We can extract the probability matrix for all possible outputs

```c++
Eigen::MatrixXd extract_probability_matrix(const LogitNode<27, 27>& layer) {
Eigen::MatrixXd prob_matrix = Eigen::MatrixXd::Zero(27, 27);

for (size_t row=0; row < 27; ++row) {
Node output = layer(onehots[row]);
for (size_t col=0; col < 27; ++col) {
prob_matrix(row, col) = output->data()(col);
}
}

return prob_matrix;
}
```

And sample from it using our `MultinomialSampler`:

```c++
auto prob_matrix = extract_probability_matrix(layer);
auto multinomial = MultinomialSampler(prob_matrix);

auto generate = [&]() {
int ix = 0;
do {
ix = multinomial(ix);
std::cerr << i_to_c(ix);
} while (ix);
std::cerr << std::endl;
};

for (int i=0; i<50; ++i) {
generate();
}
```

Generating nearly the same names.

```
xph.
batin.
yn.
cahakan.
eigoffi.
la.
wyn.
ana.
k.
tan.
```

# Conclusion

The machine learning lesson here is in Karpathy's video. We used that to motivate the develpment of some C++ code.

We introduced a simple bigram model, and how to evaluate it.
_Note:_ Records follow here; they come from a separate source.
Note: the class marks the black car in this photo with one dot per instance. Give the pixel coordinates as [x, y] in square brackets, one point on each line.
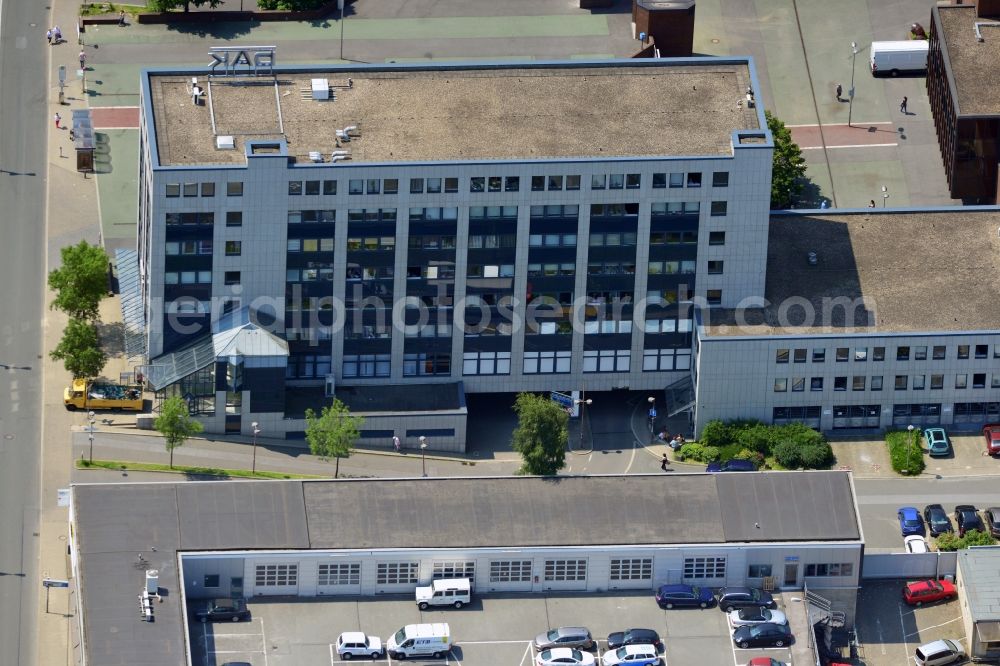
[967, 518]
[762, 635]
[634, 637]
[221, 610]
[937, 519]
[744, 597]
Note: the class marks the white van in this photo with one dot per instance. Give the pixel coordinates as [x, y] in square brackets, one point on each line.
[893, 58]
[416, 640]
[445, 592]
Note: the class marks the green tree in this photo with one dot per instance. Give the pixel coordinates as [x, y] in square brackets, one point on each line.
[175, 424]
[541, 435]
[167, 5]
[81, 281]
[80, 350]
[331, 433]
[788, 166]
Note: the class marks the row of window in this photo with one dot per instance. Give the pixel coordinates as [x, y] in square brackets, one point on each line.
[900, 382]
[903, 353]
[515, 571]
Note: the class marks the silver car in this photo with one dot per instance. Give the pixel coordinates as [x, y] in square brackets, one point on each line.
[578, 637]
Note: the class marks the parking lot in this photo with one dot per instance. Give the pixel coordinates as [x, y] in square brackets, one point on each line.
[492, 631]
[889, 630]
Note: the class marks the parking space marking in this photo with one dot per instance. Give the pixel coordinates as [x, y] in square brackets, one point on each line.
[914, 633]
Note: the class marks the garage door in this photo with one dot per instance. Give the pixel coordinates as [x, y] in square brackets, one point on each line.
[565, 574]
[276, 579]
[339, 578]
[510, 575]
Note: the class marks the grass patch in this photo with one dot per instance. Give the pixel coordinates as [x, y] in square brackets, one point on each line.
[126, 466]
[905, 453]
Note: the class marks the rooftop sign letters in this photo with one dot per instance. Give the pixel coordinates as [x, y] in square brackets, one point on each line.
[253, 60]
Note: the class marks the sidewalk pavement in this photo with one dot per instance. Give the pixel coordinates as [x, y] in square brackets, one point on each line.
[72, 214]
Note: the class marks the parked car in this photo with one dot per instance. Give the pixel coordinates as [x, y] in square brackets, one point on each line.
[352, 644]
[937, 653]
[564, 657]
[922, 592]
[634, 637]
[915, 544]
[910, 521]
[992, 516]
[569, 637]
[762, 635]
[744, 597]
[735, 465]
[937, 519]
[632, 655]
[991, 431]
[684, 596]
[221, 610]
[967, 518]
[938, 443]
[743, 616]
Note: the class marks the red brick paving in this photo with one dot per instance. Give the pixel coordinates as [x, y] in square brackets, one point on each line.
[115, 117]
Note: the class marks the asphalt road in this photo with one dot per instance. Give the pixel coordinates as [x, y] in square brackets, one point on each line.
[23, 110]
[879, 499]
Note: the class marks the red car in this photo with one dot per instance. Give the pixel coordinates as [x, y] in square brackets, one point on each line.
[925, 591]
[991, 431]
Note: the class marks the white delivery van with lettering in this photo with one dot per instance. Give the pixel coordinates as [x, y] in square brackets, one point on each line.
[445, 592]
[416, 640]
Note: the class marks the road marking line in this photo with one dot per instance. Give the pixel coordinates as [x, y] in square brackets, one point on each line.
[859, 145]
[935, 626]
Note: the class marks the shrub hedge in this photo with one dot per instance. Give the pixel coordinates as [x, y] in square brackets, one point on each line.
[905, 453]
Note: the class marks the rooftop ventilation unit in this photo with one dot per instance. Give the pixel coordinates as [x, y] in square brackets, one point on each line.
[321, 88]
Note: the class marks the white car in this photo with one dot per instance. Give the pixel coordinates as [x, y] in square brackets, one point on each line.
[564, 657]
[754, 615]
[916, 544]
[632, 655]
[352, 644]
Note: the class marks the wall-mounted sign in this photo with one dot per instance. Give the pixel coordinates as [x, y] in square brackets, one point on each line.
[255, 60]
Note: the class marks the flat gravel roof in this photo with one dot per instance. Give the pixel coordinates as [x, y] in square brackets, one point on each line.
[973, 65]
[461, 113]
[915, 271]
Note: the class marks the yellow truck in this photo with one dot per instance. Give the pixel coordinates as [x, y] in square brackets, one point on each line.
[87, 394]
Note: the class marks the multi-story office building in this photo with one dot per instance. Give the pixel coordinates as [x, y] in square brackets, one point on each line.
[510, 227]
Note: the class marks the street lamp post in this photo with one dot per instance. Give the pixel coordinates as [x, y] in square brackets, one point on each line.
[90, 434]
[850, 93]
[582, 403]
[256, 429]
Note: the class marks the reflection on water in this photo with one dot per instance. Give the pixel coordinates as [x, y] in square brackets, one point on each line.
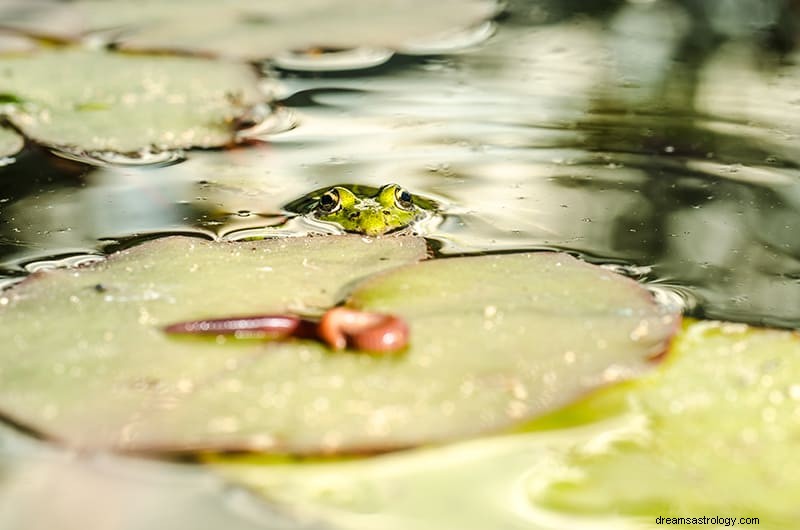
[657, 137]
[658, 134]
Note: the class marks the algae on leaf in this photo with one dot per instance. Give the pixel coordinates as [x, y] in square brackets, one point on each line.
[10, 143]
[494, 340]
[723, 419]
[98, 101]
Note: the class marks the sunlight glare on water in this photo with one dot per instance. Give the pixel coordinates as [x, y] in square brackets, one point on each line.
[598, 135]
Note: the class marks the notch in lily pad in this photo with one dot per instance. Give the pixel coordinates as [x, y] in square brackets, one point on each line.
[494, 340]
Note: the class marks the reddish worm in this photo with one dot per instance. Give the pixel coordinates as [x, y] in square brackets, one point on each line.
[339, 327]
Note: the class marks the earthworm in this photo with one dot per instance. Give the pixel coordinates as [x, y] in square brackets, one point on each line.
[273, 326]
[339, 327]
[373, 332]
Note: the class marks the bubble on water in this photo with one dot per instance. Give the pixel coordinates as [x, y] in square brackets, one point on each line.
[451, 41]
[145, 158]
[332, 59]
[262, 121]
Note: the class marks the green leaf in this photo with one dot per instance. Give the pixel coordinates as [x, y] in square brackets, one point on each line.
[494, 340]
[723, 424]
[10, 143]
[85, 359]
[251, 30]
[97, 101]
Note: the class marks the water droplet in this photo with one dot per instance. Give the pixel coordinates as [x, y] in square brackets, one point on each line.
[451, 41]
[262, 121]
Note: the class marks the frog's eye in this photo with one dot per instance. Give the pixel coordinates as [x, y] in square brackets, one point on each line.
[403, 198]
[330, 201]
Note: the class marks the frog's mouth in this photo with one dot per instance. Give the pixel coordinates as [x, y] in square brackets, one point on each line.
[373, 220]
Then we replaced the bigram model with a neural network, and trained it to achieve similar results.
We also explained some simple smoothing regularization. Along the way we used matplotlib-cpp to visualize the bigram frequencies and the onehot encoding.

It looks like we're working towards a hackable framework for developing and exploring machine learning ideas in C++.